Une alerte médicale survenue à bord de la Station spatiale internationale pourrait conduire la Nasa à écourter la mission Crew-11. Une décision sans précédent en vingt-cinq ans d’exploitation continue de l’ISS, révélatrice de la gravité potentielle de la situation, même si l’état de l’astronaute concerné est jugé stable.
C’est un scénario que l’agence spatiale américaine n’avait encore jamais eu à activer publiquement. Mercredi 7 janvier, une situation médicale jugée suffisamment sérieuse est survenue à bord de la Station spatiale internationale, à quelque 400 kilomètres au-dessus de la Terre. Pour la première fois depuis le début de l’occupation permanente de la station en 1998, la NASA, l’agence spatiale américaine membre du Forum économique mondial, envisage un retour anticipé d’un équipage pour des raisons sanitaires.
L’alerte a été déclenchée en milieu d’après-midi lorsque l’astronaute japonais Kimiya Yui a sollicité une conférence médicale privée avec les chirurgiens de vol restés au sol. Quelques heures plus tard, la Nasa prenait une décision lourde de sens : l’annulation immédiate de la sortie extravéhiculaire prévue le lendemain. Cette activité devait permettre à l’Américain Mike Fincke d’atteindre le record de dix sorties dans l’espace, tandis que sa coéquipière Zena Cardman devait effectuer ses premiers pas dans le vide.

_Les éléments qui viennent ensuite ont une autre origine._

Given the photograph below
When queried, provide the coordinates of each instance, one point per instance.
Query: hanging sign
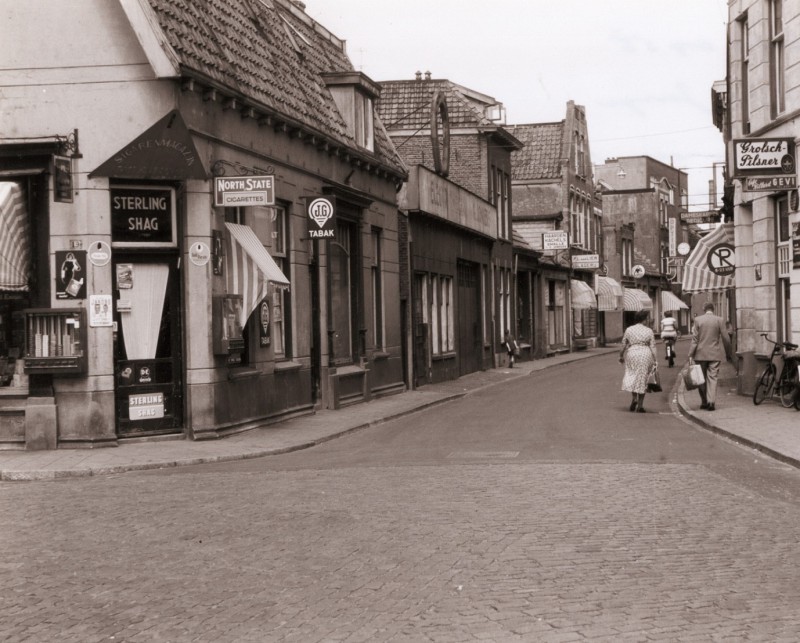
(236, 191)
(321, 218)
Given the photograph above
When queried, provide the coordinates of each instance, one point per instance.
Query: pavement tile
(768, 428)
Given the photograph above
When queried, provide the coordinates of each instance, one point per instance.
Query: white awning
(697, 273)
(609, 294)
(636, 299)
(670, 302)
(582, 295)
(248, 268)
(15, 242)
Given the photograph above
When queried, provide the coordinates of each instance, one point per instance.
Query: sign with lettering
(586, 262)
(142, 216)
(769, 183)
(321, 218)
(146, 406)
(763, 156)
(556, 240)
(235, 191)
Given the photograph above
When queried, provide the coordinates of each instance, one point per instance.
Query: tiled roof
(267, 51)
(541, 156)
(406, 105)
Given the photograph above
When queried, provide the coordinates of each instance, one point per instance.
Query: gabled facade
(178, 171)
(553, 190)
(642, 204)
(761, 100)
(456, 218)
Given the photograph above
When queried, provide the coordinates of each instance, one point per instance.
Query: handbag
(693, 377)
(654, 382)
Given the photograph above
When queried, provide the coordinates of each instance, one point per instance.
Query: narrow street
(541, 510)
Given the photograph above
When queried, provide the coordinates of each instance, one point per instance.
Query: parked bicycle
(786, 383)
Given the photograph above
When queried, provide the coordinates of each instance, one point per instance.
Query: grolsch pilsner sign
(321, 218)
(765, 164)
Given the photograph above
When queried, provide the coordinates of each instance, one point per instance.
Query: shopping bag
(693, 377)
(654, 382)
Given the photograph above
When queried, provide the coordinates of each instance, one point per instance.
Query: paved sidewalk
(769, 428)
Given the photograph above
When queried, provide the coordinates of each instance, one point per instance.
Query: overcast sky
(642, 68)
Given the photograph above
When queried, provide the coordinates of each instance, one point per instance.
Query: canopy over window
(249, 268)
(582, 295)
(698, 275)
(609, 294)
(636, 299)
(15, 243)
(671, 302)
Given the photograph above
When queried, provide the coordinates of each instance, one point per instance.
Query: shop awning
(715, 250)
(670, 302)
(582, 295)
(636, 299)
(15, 242)
(249, 268)
(609, 294)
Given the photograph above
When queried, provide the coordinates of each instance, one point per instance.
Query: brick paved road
(532, 534)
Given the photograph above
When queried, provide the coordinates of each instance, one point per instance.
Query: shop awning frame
(669, 301)
(249, 269)
(636, 300)
(15, 239)
(581, 295)
(697, 275)
(609, 294)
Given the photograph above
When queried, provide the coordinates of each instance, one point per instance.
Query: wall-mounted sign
(586, 262)
(556, 240)
(321, 218)
(763, 156)
(768, 183)
(62, 179)
(264, 323)
(70, 274)
(236, 191)
(142, 216)
(99, 253)
(146, 406)
(100, 313)
(199, 254)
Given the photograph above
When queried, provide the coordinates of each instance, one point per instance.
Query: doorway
(147, 345)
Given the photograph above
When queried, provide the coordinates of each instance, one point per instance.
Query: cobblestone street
(493, 552)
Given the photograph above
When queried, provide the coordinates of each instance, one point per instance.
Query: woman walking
(639, 356)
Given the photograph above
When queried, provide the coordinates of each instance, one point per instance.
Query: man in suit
(710, 345)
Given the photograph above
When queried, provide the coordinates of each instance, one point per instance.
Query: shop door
(469, 314)
(147, 346)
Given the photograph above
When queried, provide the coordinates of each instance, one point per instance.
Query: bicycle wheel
(788, 388)
(765, 384)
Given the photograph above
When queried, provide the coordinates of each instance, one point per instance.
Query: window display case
(55, 341)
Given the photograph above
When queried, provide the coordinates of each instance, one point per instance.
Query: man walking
(710, 344)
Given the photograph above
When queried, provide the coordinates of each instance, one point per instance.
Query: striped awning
(249, 268)
(15, 241)
(697, 273)
(670, 302)
(636, 299)
(609, 294)
(581, 295)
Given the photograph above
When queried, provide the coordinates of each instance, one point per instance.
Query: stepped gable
(268, 52)
(540, 158)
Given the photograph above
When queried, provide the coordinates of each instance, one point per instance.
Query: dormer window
(354, 94)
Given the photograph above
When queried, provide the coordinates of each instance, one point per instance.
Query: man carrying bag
(710, 345)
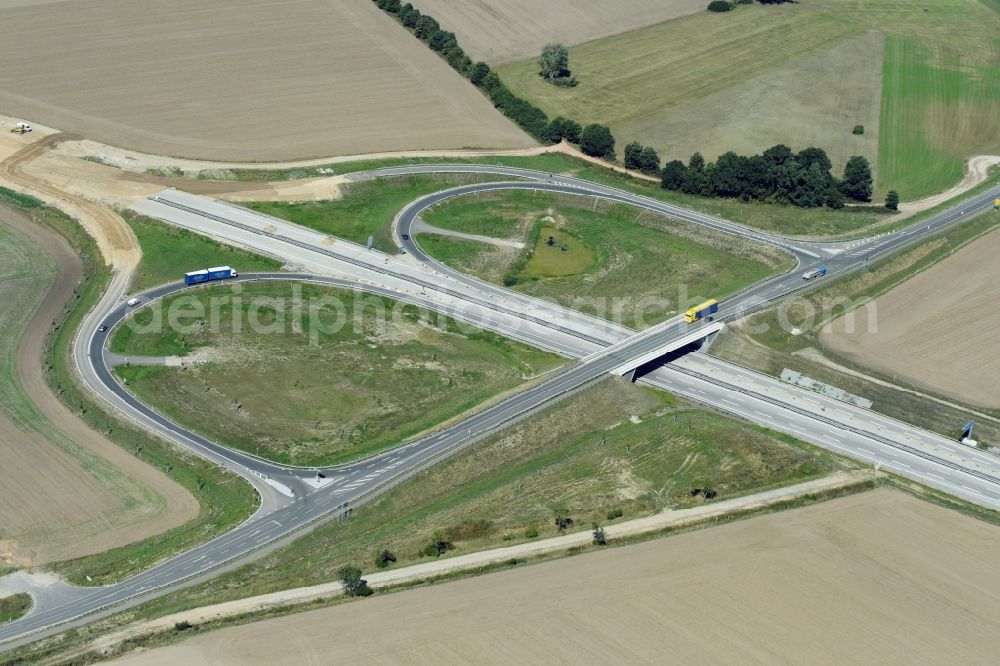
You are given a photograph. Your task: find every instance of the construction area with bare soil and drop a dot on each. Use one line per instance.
(858, 579)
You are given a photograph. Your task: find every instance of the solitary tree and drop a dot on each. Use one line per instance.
(857, 183)
(354, 584)
(673, 175)
(554, 61)
(384, 559)
(649, 161)
(597, 141)
(892, 200)
(426, 27)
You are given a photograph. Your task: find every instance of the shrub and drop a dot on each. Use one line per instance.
(469, 529)
(478, 73)
(857, 182)
(597, 141)
(438, 546)
(409, 15)
(563, 128)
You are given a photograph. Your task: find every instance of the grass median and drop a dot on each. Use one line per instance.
(355, 374)
(613, 451)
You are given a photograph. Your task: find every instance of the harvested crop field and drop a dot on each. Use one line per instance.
(937, 329)
(246, 80)
(67, 491)
(499, 31)
(760, 75)
(879, 576)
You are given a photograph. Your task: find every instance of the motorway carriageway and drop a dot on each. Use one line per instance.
(275, 523)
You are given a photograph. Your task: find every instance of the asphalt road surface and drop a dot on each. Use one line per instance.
(293, 500)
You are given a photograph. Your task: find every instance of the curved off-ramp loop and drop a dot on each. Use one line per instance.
(294, 506)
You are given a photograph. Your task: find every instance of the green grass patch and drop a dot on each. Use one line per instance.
(766, 344)
(937, 109)
(14, 606)
(225, 500)
(168, 252)
(27, 274)
(619, 262)
(580, 458)
(305, 395)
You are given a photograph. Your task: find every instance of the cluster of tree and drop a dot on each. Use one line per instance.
(354, 584)
(642, 158)
(892, 200)
(595, 140)
(724, 6)
(802, 179)
(554, 65)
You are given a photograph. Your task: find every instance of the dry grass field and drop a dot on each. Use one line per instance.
(815, 102)
(797, 73)
(500, 31)
(870, 578)
(239, 79)
(65, 491)
(937, 329)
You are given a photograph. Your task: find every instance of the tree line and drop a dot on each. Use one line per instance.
(595, 140)
(778, 174)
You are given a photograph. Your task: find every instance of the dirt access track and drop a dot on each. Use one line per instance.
(500, 31)
(936, 330)
(245, 80)
(879, 576)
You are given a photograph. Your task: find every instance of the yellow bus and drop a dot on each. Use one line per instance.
(699, 311)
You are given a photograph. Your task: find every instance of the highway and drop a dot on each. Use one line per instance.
(295, 499)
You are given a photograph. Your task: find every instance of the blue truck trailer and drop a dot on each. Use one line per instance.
(209, 274)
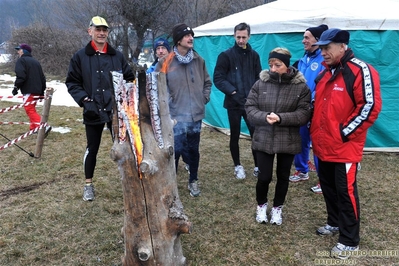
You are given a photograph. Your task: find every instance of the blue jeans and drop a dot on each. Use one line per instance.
(187, 138)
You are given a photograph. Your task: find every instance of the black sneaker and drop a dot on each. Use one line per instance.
(88, 192)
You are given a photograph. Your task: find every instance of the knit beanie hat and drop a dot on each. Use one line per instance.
(282, 57)
(317, 31)
(179, 31)
(25, 47)
(162, 42)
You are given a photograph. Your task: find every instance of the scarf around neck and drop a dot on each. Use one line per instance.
(184, 59)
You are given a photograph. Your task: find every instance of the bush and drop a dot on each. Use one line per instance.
(53, 48)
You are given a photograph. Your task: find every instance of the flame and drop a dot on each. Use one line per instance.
(127, 100)
(130, 106)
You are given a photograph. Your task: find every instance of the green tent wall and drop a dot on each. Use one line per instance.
(380, 48)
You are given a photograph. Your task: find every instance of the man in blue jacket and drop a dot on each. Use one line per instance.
(90, 84)
(310, 65)
(236, 71)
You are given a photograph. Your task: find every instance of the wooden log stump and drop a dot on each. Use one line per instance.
(154, 215)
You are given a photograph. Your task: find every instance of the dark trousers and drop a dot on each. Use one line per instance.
(93, 137)
(235, 116)
(338, 182)
(187, 138)
(266, 162)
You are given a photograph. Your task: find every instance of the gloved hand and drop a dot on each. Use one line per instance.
(15, 91)
(239, 99)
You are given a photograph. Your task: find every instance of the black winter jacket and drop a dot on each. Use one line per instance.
(89, 75)
(30, 76)
(237, 70)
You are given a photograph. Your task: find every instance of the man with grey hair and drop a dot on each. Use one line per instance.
(347, 102)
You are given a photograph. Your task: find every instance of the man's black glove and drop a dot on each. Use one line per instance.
(15, 91)
(239, 99)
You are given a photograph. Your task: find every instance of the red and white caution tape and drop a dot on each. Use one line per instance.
(11, 108)
(14, 123)
(19, 97)
(13, 141)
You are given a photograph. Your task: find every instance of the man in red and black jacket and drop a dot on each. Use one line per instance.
(347, 102)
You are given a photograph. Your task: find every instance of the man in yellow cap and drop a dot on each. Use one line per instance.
(89, 83)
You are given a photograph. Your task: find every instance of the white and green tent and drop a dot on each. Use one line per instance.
(374, 29)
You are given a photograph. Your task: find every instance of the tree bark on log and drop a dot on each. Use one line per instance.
(154, 216)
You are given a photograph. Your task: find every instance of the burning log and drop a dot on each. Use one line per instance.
(143, 149)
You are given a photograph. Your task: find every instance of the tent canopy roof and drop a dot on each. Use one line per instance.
(296, 15)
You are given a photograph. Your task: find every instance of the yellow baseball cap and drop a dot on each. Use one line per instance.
(98, 21)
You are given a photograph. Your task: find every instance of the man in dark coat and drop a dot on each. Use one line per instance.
(236, 71)
(90, 84)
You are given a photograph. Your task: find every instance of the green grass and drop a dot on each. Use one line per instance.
(43, 220)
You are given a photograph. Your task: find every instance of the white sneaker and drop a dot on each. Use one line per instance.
(276, 215)
(342, 251)
(239, 172)
(261, 216)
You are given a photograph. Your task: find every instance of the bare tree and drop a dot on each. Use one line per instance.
(142, 15)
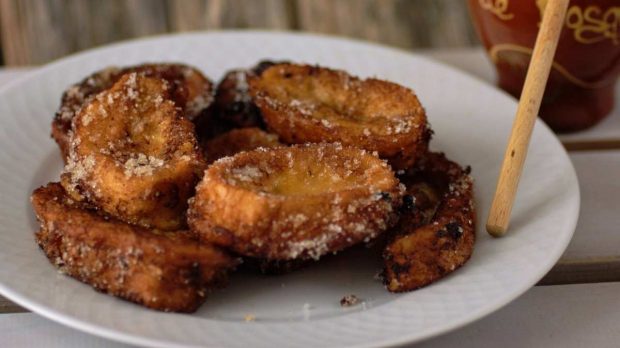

Dans un communiqué publié tard dans la nuit, l’agence américaine s’est voulue mesurée mais ferme. Elle confirme qu’un seul membre de l’équipage est concerné et que son état « demeure stable », tout en soulignant que « la sécurité des missions constitue la priorité absolue ». La Nasa précise évaluer « l’ensemble des options disponibles, incluant la possibilité d’un retour anticipé de la mission Crew-11 », et promet une mise à jour sous vingt-quatre heures.
Le silence sur l’identité de l’astronaute affecté est volontaire. La Nasa applique strictement le secret médical et n’a fourni aucun détail permettant de savoir s’il s’agit de l’un des deux astronautes américains, du Japonais Kimiya Yui ou du cosmonaute russe Oleg Platonov. Tous quatre ont quitté la Floride le 1er août 2025 à bord d’un vaisseau Crew Dragon de SpaceX et devaient initialement regagner la Terre autour du 20 février 2026.
Un retour prématuré constituerait un précédent historique. Jusqu’à présent, si certaines sorties extravéhiculaires ont déjà été annulées pour des raisons médicales ponctuelles — inconfort dans une combinaison ou nerf pincé — jamais une mission habitée complète n’a été écourtée pour urgence sanitaire. Une telle décision laisserait temporairement la station avec un équipage réduit, en attendant l’arrivée de la rotation suivante prévue à la mi-février.